ときに熱く、ときに冷たく、きみと謎解く、いとしさよ

 

 

大正時代の京都を舞台にしたノスタルジックなミステリ短編集です。

 

鯉城武史(リジョウタケシ)は京都府警察部を辞め鯉城探偵事務所を開き、共同経営者の露木可留良(ツユキカルラ)は貴族院伯爵議員の妾の子で、2人は30年来の幼なじみ。豆腐屋の息子と伯爵家の息子が友達になった。

 

・材木成金の商人が買った山荘に化け物が出る、と鯉城は調査を依頼され、物知りな露木に知恵を借りると化け物は『うわん』だという。山荘から材木商人と使用人の惨殺死体が見つかる‥

 

・ストーカー男を撃退するために、鯉城は恋人役を依頼される。

純愛だと思い込んでいる男の気持ちをかえることほど難しいものはない

厄介なストーカー男が焼身自殺した‥

 

・子どものころ、鯉城は高利貸しの強欲婆さんの幽霊を見たという。
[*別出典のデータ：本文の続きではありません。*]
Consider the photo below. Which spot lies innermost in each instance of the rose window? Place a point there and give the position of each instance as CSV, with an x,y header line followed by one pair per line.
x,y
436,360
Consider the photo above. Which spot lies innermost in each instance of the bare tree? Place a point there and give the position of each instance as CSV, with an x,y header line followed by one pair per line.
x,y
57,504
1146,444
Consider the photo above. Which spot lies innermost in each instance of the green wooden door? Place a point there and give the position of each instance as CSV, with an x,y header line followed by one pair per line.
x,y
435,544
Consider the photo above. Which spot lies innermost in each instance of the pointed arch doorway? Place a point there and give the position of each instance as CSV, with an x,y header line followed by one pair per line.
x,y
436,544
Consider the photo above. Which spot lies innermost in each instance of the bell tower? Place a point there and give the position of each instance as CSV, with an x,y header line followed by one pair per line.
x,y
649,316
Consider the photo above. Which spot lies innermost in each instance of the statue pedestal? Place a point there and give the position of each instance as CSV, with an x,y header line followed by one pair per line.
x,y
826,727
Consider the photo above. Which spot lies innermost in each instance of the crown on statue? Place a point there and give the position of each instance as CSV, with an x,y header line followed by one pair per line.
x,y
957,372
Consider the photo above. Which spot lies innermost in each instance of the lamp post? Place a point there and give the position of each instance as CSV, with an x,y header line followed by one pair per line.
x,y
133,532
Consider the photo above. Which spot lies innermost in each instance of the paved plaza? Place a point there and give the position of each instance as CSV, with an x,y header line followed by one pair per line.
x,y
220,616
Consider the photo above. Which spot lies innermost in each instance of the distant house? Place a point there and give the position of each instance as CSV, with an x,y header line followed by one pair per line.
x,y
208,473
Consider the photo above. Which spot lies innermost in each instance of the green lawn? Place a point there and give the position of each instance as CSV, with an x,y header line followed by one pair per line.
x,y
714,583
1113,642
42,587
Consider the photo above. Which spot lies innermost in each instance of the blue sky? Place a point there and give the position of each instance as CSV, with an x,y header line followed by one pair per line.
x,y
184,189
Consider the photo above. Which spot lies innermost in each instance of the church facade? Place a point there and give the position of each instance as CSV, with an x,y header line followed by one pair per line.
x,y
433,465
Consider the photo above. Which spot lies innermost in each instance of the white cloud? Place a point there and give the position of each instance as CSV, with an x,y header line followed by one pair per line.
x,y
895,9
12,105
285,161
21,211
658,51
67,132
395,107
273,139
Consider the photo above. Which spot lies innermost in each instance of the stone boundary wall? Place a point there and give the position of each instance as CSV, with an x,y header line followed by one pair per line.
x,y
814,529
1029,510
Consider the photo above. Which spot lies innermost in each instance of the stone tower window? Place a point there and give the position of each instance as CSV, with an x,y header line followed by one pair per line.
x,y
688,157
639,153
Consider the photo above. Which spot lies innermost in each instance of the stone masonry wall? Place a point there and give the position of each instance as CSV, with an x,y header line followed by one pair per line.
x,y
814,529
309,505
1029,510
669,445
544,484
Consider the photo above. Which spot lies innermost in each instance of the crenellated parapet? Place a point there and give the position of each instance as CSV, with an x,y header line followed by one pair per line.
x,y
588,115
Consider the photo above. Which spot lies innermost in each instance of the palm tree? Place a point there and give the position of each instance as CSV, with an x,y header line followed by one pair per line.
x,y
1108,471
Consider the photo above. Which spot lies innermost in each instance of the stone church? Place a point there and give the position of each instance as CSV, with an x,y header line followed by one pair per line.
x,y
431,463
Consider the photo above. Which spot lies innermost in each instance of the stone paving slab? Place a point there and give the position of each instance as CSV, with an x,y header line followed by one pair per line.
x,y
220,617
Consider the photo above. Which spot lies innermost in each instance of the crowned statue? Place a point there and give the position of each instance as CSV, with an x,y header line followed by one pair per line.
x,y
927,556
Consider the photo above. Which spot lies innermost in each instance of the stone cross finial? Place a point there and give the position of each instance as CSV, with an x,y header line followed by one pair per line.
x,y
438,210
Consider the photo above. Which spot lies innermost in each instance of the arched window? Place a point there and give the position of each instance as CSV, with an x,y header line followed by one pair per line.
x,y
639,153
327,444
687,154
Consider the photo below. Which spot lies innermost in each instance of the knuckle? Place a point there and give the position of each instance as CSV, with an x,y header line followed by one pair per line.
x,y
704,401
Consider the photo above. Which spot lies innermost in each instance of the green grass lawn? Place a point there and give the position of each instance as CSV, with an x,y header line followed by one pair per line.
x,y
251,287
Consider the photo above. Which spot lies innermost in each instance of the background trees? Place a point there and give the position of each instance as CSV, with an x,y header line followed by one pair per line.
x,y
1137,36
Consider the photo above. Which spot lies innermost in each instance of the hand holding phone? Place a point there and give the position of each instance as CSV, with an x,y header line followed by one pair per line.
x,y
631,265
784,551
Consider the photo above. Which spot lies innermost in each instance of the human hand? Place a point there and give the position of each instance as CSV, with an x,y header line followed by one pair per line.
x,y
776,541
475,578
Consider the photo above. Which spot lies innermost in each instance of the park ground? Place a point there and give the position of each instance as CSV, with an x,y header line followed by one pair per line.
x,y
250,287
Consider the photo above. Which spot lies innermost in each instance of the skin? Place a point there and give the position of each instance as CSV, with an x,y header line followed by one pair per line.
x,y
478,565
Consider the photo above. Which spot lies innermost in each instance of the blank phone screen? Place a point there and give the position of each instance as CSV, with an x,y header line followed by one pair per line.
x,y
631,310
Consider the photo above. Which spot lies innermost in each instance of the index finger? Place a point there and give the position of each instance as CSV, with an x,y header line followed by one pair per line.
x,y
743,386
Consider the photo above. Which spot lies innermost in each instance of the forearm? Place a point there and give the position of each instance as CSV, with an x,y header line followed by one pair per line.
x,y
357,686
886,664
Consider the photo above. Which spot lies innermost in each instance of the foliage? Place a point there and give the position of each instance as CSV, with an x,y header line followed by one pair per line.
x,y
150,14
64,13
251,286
幽霊の謎を解く露木。謎を解くことで鯉城に褒められたい、真実かどうかはどうでもいい、自分のもとに鯉城を引き留めておきたい。病弱でひこもりな露木にとって、大柄でケンカ強い鯉城は英雄であり、憧れのいとしい人なのだ。

 

・老舗製薬会社の社長夫妻からの依頼。鯉城は、社長の妻が昔同棲していたヒモ男に強請られていることを知り、同情し惹かれる。ヒモ男が事故死、夫は突然死、妻は自殺未遂、鯉城は社長の妻に有利になるような方便で推理を作りあげる。

自分にとって都合のいい物語を創っただけだ

露木に、鯉城はそう打ち明ける。

 

謎解きも推理も自分に都合よくでっち上げたってこと?

いままでの謎解きが正解ではなかったとしたら、びっくり。

鯉城の最後のつぶやきの意味を、どう解釈したらいいのか困りました。

快刀乱麻とはいかない屈折感というか、わかりにくさに混乱しまくり。

 

大正ロマンな雰囲気が漂い、鯉城と露木の退廃的な感情など、独特な風味を楽しめるミステリかもしれません。